9fin, a London-based fintech, has successfully raised $50 million in a Series B funding round, signaling confidence in its AI-driven analytics platform.
- The company’s focus on deploying AI in debt capital markets aims to revamp outdated technologies and provide efficient data solutions.
- With over 200 institutional clients, 9fin is driving expansion primarily in the rapidly growing U.S. market.
- The fresh capital, led by Highland Europe, involves a mix of new and existing investors.
- Despite financial progress, 9fin reports a significant operating loss, attributed to increased expenses.
London’s fintech sensation, 9fin, has successfully secured $50 million in its latest Series B funding round. This achievement marks a significant milestone in their quest to enhance AI-driven analytics for debt capital markets.
The startup aims to transform conventional debt market technology, described as ‘opaque, slow, and messy’ by 9fin’s co-founder and CEO, Steven Hunter. According to him, the integration of generative AI into 9fin’s platform has empowered market professionals with smarter and faster intelligence and added capabilities like chatbots and real-time market updates.
9fin’s platform, which focuses on high-yield bonds, leveraged loans, and other debt instruments, has already reached over 200 institutional customers. Their services cater to clients whose assets collectively total over $17 trillion. The company’s strategy prominently includes expanding its footprint in the United States, with growth outpacing other regions.

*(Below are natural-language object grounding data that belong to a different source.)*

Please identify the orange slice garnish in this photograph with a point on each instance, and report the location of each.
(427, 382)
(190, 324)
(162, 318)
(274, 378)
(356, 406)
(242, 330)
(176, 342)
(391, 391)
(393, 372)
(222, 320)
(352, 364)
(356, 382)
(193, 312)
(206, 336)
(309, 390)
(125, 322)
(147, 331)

Highland Europe led this funding round and was supported by recurring investors such as Spark Capital, Redalpine, Seedcamp, 500 Startups, and Ilavska Vuillermoz Capital. Fergal Mullen, co-founder and partner at Highland Europe, praised 9fin’s technological vision and strong company culture as primary reasons for their investment. He remarked on the booming state of debt markets and the need for advanced data solutions.
Even though 9fin successfully raised funds two years ago without actively seeking capital, they’ve shown remarkable growth in the company’s latest accounts. For the year ended December 2023, 9fin recorded a turnover of £7.2 million, marking a 124% increase from the previous year. However, soaring expenses resulted in a significant operating loss of £10.4 million, highlighting the challenges that lie ahead.
9fin’s recent funding success and strategic expansion efforts underscore its commitment to innovation in the debt market analytics space.